Rita Garcia Pereira esclarece que em “junho deste ano houve um acórdão do Tribunal Constitucional a dizer que o prazo de 10 anos sobre a maioridade era inconstitucional e, portanto, nem esse prazo existe agora”. O que significa que, mesmo aos 58 anos, José pode dar entrada com uma ação em tribunal.
Além da eliminação do limite de idade, as testemunhas também nunca tiveram de ser do lado materno, José terá sido mal informado. Ainda assim, as testemunhas diretas que julgava serem necessárias, os três irmãos da mãe, morreram, todos no mesmo ano em 2020. Manuel e Maria em agosto, Marcelino em novembro.
Os tios não tiveram filhos, pelo que José é o único herdeiro, mas não pode receber a herança da mãe, porque esta nunca foi casada com o pai de José e porque, perante o Estado, não é progenitora de José, e também não pode receber a herança dos tios, porque, para o Estado, eles não são tios de José.
Acresce que José é invisual. Sofre de aniridia, uma condição rara que consiste na falta da íris no olho. A doença é hereditária e pelo menos dois tios maternos também sofriam da mesma condição.
O diagnóstico poderá ser “uma prova complementar, mas não é prova bastante sofrerem da mesma doença”, diz Rita Garcia Pereira.
A advogada explica que a solução para José é “apresentar uma nova ação de averiguação oficiosa da maternidade com as testemunhas que tiver”.

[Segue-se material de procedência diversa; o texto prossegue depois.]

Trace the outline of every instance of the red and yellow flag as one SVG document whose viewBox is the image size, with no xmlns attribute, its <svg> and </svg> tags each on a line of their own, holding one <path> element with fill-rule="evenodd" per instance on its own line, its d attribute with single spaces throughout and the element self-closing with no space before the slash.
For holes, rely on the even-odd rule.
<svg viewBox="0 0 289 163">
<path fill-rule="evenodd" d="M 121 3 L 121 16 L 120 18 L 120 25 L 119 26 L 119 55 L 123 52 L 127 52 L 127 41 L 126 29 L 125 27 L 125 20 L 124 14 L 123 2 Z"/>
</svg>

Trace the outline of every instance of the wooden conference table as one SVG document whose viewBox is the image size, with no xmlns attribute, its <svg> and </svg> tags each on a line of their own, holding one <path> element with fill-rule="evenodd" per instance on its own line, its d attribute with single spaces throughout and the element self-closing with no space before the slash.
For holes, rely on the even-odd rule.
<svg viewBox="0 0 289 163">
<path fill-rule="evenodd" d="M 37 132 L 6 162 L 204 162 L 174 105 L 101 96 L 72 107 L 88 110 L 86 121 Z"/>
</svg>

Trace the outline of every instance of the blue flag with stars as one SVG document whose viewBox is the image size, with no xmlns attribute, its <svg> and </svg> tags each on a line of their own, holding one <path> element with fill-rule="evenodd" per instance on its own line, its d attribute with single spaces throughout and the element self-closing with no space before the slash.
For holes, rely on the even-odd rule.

“Eu estou desesperado porque eu gostava de antes de morrer gostava de ter o prazer, o orgulho, a felicidade de dizer ‘eu também tenho mãe’”, diz José.
José só quer mesmo ser filho da mãe, pelo orgulho e para poder receber a pequena e simbólica herança a que tem direito. Fica agora dependente da ajuda de um advogado e da boa vontade de um tribunal que possa reconhecer aquilo que parece óbvio para todos.